If you fine with copypasting, use the result of the ANOVA directly:

cat(sprintf("CVw = %.2f%%\n", 100 * sqrt(exp(0.057713) - 1)))
CVw = 24.37%

Hope that helps. If not, feel free to ask.

---

1. The internal function get.data() will do a lot of stuff.
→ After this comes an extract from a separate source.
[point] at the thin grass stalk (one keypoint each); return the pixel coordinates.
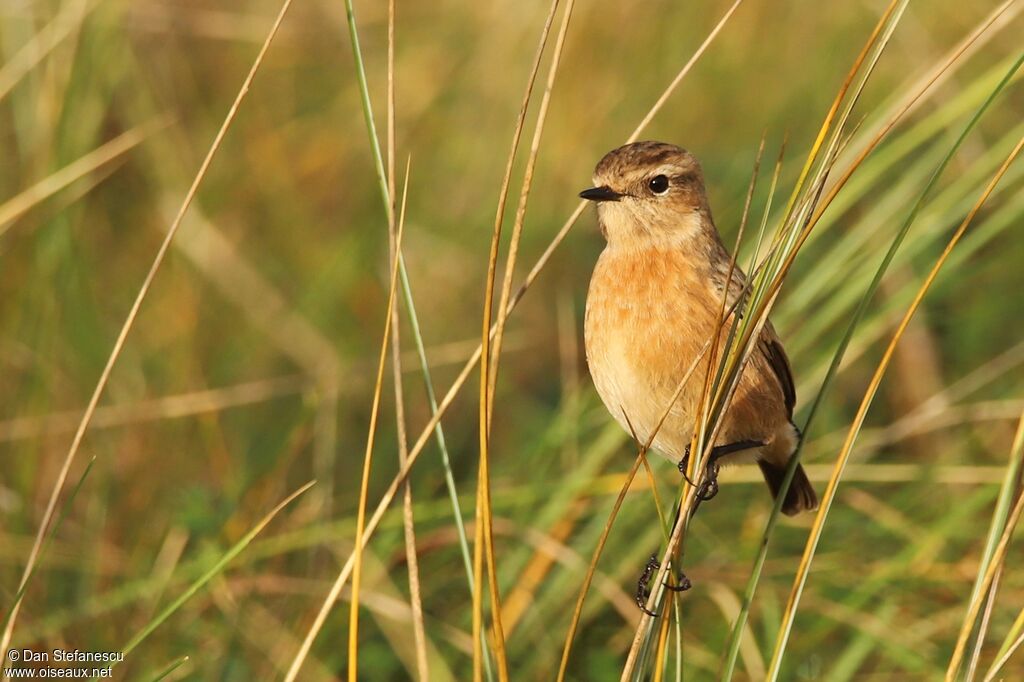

Then the data is a list with this structure:
   List of 16
 $ data    :'data.frame':       20 obs. of  6 variables:
  ..$ subject  : Factor w/ 5 levels "1","2","3","4",..: 1 1 1 1 2 2 2 2 3 3 ...
  ..$ period   : Factor w/ 4 levels "1","2","3","4": 1 2 3 4 1 2 3 4 1 2 ...
  ..$ sequence : Factor w/ 2 levels "RTTR","TRRT": 1 1 1 1 2 2 2 2 1 1 ...
  ..$ treatment: Factor w/ 2 levels "R","T": 1 2 2 1 2 1 1 2 1 2 ...
  ..$ PK       : num [1:20] 23018 26945 27755 23902 7715 ...
  ..$ logPK    : num [1:20] 4.36 4.43 4.44 4.38 3.89 ...
 $ ref     :'data.frame':       10 obs. of  6 variables:
  ..$ subject  : Factor w/ 5 levels "1","2","3","4",..: 1 1 2 2 3 3 4 4 5 5
  ..$ period   : Factor w/ 4 levels "1","2","3","4": 1 4 2 3 1 4 1 4 1 4
  ..$ sequence : Factor w/ 2 levels "RTTR","TRRT": 1 1 2 2 1 1 1 1 1 1
  ..$ treatment: Factor w/ 2 levels "R","T": 1 1 1 1 1 1 1 1 1 1
  ..$ PK       : num [1:10] 23018 23902 21282 13604 8982 ...
  ..$ logPK    : num [1:10] 4.36 4.38 4.33 4.13 3.95 ...
 $ RR      :'data.frame':       10 obs. of  6 variables:
  ..$ subject  : Factor w/ 5 levels "1","2","3","4",..: 1 1 2 2 3 3 4 4 5 5
  ..$ period   : Factor w/ 4 levels "1","2","3","4": 1 4 2 3 1 4 1 4 1 4
  ..$ sequence : Factor w/ 2 levels "RTTR","TRRT": 1 1 2 2 1 1 1 1 1 1
  ..$ treatment: Factor w/ 2 levels "R","T": 1 1 1 1 1 1 1 1 1 1
  ..$ PK       : num [1:10] 23018 23902 21282 13604 8982 ...
  ..$ logPK    : num [1:10] 4.36 4.38 4.33 4.13 3.95 ...
 $ test    :'data.frame':       10 obs. of  6 variables:
  ..$ subject  : Factor w/ 5 levels "1","2","3","4",..: 1 1 2 2 3 3 4 4 5 5
  ..$ period   : Factor w/ 4 levels "1","2","3","4": 2 3 1 4 2 3 2 3 2 3
  ..$ sequence : Factor w/ 2 levels "RTTR","TRRT": 1 1 2 2 1 1 1 1 1 1
  ..$ treatment: Factor w/ 2 levels "R","T": 2 2 2 2 2 2 2 2 2 2
  ..$ PK       : num [1:10] 26945 27755 7715 11701 21978 ...
  ..$ logPK    : num [1:10] 4.43 4.44 3.89 4.07 4.34 ...
 $ type    : chr "TRRT|RTTR"
 $ n       : int 5
 $ nTT     : int 5
 $ nRR     : int 5
 $ design  : chr "full"
 $ txt     : chr "\nAnalysis performed on column ‘PK’ (data internally log-transformed)\nSequences (design) : TRRT|RTTR (4-period"| __truncated__
 $ Sub.Seq : 'table' int [1:2(1d)] 1 4
  ..- attr(*, "dimnames")=List of 1
  .. ..$ : chr [1:2] "TRRT" "RTTR"
 $ Miss.seq: Named num [1:2] 0 0
  ..- attr(*, "names")= chr [1:2] "TRRT" "RTTR"
 $ Miss.per: num [1:4] 0 0 0 0
 $ logtrans: logi TRUE
 $ res.file: logi NA
 $ png.path: logi NA
   
   This explains
   

   ❝ Error in if (!act %in% ref) { : argument is of length zero
   

   In cobo you have only the data frame data (not factorized; see above) but the others are missing. The error is caused by the missing data frame ref containing only the data of the reference.
   
   
2. You are the first one to ask for it (the packages had 22,000 downloads so far). If you explain why you need it, I will consider to add it to the next release.